You may copy queries and tables into text documents or even presentations without changing anything in the database itself.

In any branch, any job, any human activity, the introduction of a new tool requires adaptation of mind and procedures. The first step is to learn hwo to use the new tool. The second step is to review present workflow to see where potential conflicts lie. You have then to modify both the workflow and the new tool intended procedure.

“It’s too complicated” is usually an excuse to avoid the pain of training. But this makes the next change much more difficult because you’d have no choice at this time because your present procedure won’t work at all. The disruption will be even more dramatic.

Thank you for your efforts, much aprpeciated.

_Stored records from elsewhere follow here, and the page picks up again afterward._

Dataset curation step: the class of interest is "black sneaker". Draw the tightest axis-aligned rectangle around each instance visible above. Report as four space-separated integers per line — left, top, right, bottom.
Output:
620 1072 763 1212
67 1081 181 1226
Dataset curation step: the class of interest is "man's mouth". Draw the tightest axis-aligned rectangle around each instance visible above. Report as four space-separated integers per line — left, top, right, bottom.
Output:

My perspective is somewhat different.

“pain of training”, as you call it and quite accurate, is a problem.

“too complicated”, is a problem.

My solution has none of the above, but I have yet to investigate if it is possible.

I will stick with my original design with the inclusion of a button. The button with perform the aforementioned function on each row. If the user has not had the skill to limit their entries to the format of “+1” the function will indicate this to the user.

I am hoping to configure the document so that when it is printed to pdf the button will be omitted.
A simple one page writer document, with no “pain of training”, and no complexity.
Cannot get any more perfect than this, ok the next best thing to having the function execute automatically.

One question out of curiosity.
Calc is much better suited for this task than Writer and Calc is easier.
Why not use Calc?

Simple answer is less clutter.

Spreadsheets are great for internal administration.

When it comes to forms filled in and submitted, writer has much less clutter for the user.

The user is presented with a limited number of boxes to fill in and then clicks a button, simple, no pain, no complexity, the forms can be persistent and editable. It has a massive value above all else.